Accade allora che anche l’intervento individualizzato diviene uno strumento standardizzato ed identico agli altri poiché non calato sulla specificità delle relazioni educative e del contesto di vita del bambino ma basato esclusivamente sulla categoria diagnostica di riferimento.

Di fronte a bambini con autismo, che sembra non vogliano imparare o che non posseggano gli strumenti per poterlo fare, i docenti aspettano risposte dagli esperti, cercano soluzioni preconfezionate che non esistono data la natura complessa del disturbo.

Goussot propone, a tal riguardo, una rivendicazione, da parte dei docenti, del proprio ruolo e dei propri compiti. I docenti, infatti, devono rivendicare la

scientificità del proprio lavoro ed osservare attraverso una lente pedagogica gli interessi dell’alunno, le personali modalità di apprendimento, le inclinazioni, le capacità ed il linguaggio che utilizza per poter personalizzare le pratiche di insegnamento. Il docente deve, inoltre, divenire padrone consapevole della relazione educativa ed organizzarla sulla base delle dinamiche di gruppo, sempre presenti nelle classi, al fine di creare condizioni favorevoli allo sviluppo dell’apprendimento attraverso strumenti quali l’ascolto, la mediazione ed intenzionalità consapevole.

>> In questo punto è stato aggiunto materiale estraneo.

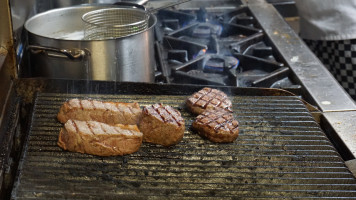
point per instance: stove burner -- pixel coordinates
(217, 49)
(205, 30)
(219, 64)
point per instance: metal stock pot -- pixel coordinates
(57, 49)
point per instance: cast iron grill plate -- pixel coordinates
(281, 153)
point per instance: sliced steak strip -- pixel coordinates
(161, 125)
(100, 139)
(106, 112)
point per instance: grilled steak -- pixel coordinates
(217, 125)
(100, 139)
(106, 112)
(161, 125)
(206, 99)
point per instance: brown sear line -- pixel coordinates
(156, 110)
(173, 116)
(210, 99)
(92, 103)
(75, 126)
(88, 125)
(81, 105)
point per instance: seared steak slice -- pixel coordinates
(161, 125)
(100, 139)
(207, 99)
(106, 112)
(217, 125)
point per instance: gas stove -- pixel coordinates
(217, 47)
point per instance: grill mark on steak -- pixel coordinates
(106, 112)
(81, 105)
(166, 114)
(90, 128)
(216, 123)
(208, 98)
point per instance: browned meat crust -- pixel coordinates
(161, 125)
(106, 112)
(99, 139)
(206, 99)
(217, 125)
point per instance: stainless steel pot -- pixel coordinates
(57, 49)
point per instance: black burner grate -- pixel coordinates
(281, 153)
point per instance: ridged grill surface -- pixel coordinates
(281, 153)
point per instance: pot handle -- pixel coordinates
(73, 54)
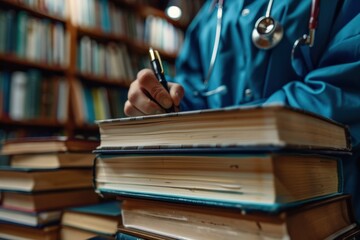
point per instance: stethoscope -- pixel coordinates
(266, 34)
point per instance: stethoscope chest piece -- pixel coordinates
(267, 33)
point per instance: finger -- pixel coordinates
(140, 100)
(131, 111)
(149, 84)
(176, 92)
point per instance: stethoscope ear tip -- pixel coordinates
(267, 33)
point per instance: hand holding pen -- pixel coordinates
(150, 93)
(158, 69)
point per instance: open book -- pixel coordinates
(277, 126)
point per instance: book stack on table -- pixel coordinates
(240, 173)
(44, 176)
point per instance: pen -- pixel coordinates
(158, 69)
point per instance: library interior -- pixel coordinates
(74, 164)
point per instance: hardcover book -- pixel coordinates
(45, 201)
(33, 180)
(16, 231)
(47, 144)
(32, 219)
(102, 218)
(52, 160)
(267, 181)
(277, 126)
(328, 219)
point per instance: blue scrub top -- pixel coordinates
(330, 87)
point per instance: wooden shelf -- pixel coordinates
(32, 11)
(98, 34)
(43, 123)
(103, 80)
(144, 11)
(87, 127)
(135, 46)
(11, 59)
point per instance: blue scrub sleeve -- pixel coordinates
(333, 88)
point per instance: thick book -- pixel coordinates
(277, 126)
(17, 231)
(32, 219)
(268, 181)
(34, 180)
(47, 144)
(46, 201)
(327, 219)
(52, 160)
(102, 218)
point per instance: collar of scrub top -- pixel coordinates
(300, 53)
(222, 89)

Tale prospettiva è maturata sempre più a partire dai primi anni del duemila quando, attraverso l’emersione e lo sviluppo del paradigma bio- psico- sociale la pedagogia e la didattica hanno trovato sostegno a ciò che da sempre hanno professato. Le difficoltà di apprendimento, infatti, non vengono più considerate come risultato di un deficit a carico del sistema organico della persona ma come il risultato dell’interazione tra componente biologica psicologica e sociale. Emerge, dunque, la necessità di riconsiderare il contesto sociale e culturale all’interno del quale il progetto educativo si realizza: ciò comporta necessariamente una valutazione dei trattamenti e degli interventi sviluppati in ambito clinico-riabilitativo al fine di comprendere se e come questi possano essere adattati ed utilizzati in ambito educativo. Il docente deve dunque operare secondo uno schema di riflessività; deve essere in grado di analizzare quanto proposto dall’esterno, comprenderne le concezioni, i valori e le idee, scegliere quali elementi del modello utilizzare in ambito educativo perché utili ed adattarli alle pratiche.